CSS Help

W

wackyphill

I've been styling all my pages w/ CSS, no attricutes in the aspx page
itself.
My CSS files are in my theme folder. But as I add more pages its
getting to be a crazy amount of css files that must be externally
linked to each of my pages.

Is there any way to say all the pages in "folder A" only use the
stylesheet files from "folder B" or if using themes must every page in
the webapp get every stylesheet page linked to it?

Thanks for any tips.
 
E

Erik Funkenbusch

My CSS files are in my theme folder. But as I add more pages its
getting to be a crazy amount of css files that must be externally
linked to each of my pages.

This indicates a fundamental misunderstanding of how you should develop CSS
for your pages. You don't have a different CSS file for each page, but
rather create a common set of styles to use on every page.
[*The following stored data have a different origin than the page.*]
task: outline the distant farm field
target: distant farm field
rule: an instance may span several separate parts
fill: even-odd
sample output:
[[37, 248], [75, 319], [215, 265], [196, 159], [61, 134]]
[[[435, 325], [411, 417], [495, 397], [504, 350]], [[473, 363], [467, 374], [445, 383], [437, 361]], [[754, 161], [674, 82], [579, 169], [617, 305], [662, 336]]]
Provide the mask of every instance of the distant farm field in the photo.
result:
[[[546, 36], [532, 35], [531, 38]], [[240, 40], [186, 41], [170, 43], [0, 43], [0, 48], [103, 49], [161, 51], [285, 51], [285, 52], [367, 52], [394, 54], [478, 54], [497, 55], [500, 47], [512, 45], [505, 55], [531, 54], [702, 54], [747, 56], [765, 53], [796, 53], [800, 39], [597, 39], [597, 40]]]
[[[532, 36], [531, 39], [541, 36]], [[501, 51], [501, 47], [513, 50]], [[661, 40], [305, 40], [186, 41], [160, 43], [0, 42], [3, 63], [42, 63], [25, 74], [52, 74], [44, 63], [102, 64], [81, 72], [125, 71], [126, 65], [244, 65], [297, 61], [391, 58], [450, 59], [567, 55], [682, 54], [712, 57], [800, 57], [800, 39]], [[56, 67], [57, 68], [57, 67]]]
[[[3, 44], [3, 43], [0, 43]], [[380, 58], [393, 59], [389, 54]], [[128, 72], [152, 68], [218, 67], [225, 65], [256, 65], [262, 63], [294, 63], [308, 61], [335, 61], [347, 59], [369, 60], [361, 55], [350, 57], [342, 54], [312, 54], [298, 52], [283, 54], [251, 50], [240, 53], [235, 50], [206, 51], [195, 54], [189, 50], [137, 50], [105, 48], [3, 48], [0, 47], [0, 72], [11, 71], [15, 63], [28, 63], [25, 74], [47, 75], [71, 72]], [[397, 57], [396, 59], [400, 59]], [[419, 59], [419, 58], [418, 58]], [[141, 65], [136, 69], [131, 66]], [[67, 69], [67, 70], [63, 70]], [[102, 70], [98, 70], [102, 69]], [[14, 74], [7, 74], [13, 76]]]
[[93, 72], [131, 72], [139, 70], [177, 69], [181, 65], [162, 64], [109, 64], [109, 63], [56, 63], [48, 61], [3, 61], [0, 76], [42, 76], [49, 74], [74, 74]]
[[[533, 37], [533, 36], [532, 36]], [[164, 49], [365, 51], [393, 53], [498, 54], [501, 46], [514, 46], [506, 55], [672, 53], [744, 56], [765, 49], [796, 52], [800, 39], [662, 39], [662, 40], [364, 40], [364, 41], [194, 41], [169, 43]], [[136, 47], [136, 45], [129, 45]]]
If you need
specific styles for a specific page, they should go either in <style> block
of that page, or in a "custom.css" or something where you combine all the
styles.

The huge advantage of CSS is that it gets cached by the browser, so it
doesn't need to redownload it every time you access a page. By defining
your CSS to apply the the majority of your site, you gain a lot in reduced
bandwidth (which means faster loads times for end users).

If you create different CSS pages for each page, you are nullifying that
Is there any way to say all the pages in "folder A" only use the
stylesheet files from "folder B" or if using themes must every page in
the webapp get every stylesheet page linked to it?

You could certainly create multiple themes, and then set individual pages
to use different themes. I'd really suggest optimizing your CSS use
instead, though.
 
W

wackyphill

Thanks for your input. I believe I understand what you are saying and I
agree.

I am using styled div tags to place and format all of my page content
though. No tables.
Like CSSZenGarden does. This gives me tons of flexibility in how the
page will look because it only contains content, no placement or
formatting.

The downside is I end up w/ many many IDs that I need to keep unique. I
also end up w/ many styled Div IDs that are truly unqique to a given
page. This is what I'm trying to organize better.
 
E

Erik Funkenbusch

Ok, thanks very much for your advice Erik.

Oh, and there's also nothing stopping you from including a css file that's
not in the "App_Theme" folder. You might do this for "one off" pages when
you don't want to include that style sheet in every page.